For all the praise college football received for finally introducing a playoff system, the goodwill is already starting to wane as the futility of the week by week rankings released by the new playoff committee becomes evident. It's now up to this 12-member selection committee to decide who makes it to the final four. But instead of keeping it simple, the committee will also be deliberating over seven more weekly top-25 rankings, the first of which was released Tuesday.
But if only the final rankings, the rankings that become public December 7, will decide which teams make the playoffs, where they will play, and who will fill the other major bowl slots, then why start now? Why bother with this contrived exercise at all?

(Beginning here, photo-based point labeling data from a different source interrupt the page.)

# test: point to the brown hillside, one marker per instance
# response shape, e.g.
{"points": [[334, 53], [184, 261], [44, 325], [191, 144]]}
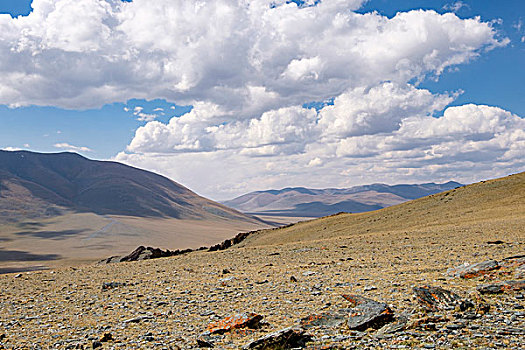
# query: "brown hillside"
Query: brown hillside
{"points": [[486, 207]]}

Largely because it makes perfect sense for an amateur billion-dollar sports enterprise and its broadcast partner to create artificial buzz, generate debate, and incite passionate fan reaction week after week. The NCAA has already managed to do this with its inaugural rankings that featured three SEC West teams — Mississippi State, Ole Miss, and Auburn — among the top 4.
And the fact that committee members will be splitting these hairs week after week in a totally redundant exercise isn't the only problem. Their methodology is convoluted and confusing. Conference championships, head-to-head results, common opponents, injuries to key players, and strength of schedule will all be considered, but how much weight each factor gets will be totally subjective, dependent on the individual committee member. Condoleezza Rice might take Alabama to task for losing to Ole Miss, and Barry Alvarez might be more forgiving of the fact that they were missing three key players for the game. The system is inconsistent and unpredictable. It's not really even a system at all.
The emphasis on injuries cannot be ignored. Chairman Jeff Long said that committee members considered Oregon offensive tackle Jake Fisher's injury while deciding the Ducks' ranking. In the most obvious way, this could make coaches more or less susceptible to hiding or exaggerating injuries as the season continues. It's not clear how teams benefit or don't from injury situations. The committee's mission is selecting the "best team," and injuries definitely change that. The Ducks weren't at their best without Fisher and still got ranked at fifth, ahead of teams that were undefeated. Where does that bring us with regards to suspended players? If Clemson had managed to turn the tables on Florida State, would the committee have considered that the Seminoles were missing their star, Jameis Winston?
In pushing down Ohio State and Marshall, both ranked lower in the committee's Top 25 than in the traditional AP or coaches' poll, they've showed that excelling against weak competition may not count for much. But at the end of the day, there's no metric for them to decide strength of schedule.
"No one knows the criteria. This isn't an integrity issue. You can have the smartest people in the world, but if the roadmap isn't there then it doesn't matter," Greg Shaheen, the former NCAA vice president who oversaw the selection process for the basketball championship told SI.com.
Nick Saban's thoughts best express how a lot of people feel about the weekly rankings: "I don't even care, to be honest with you. Don't know and don't care."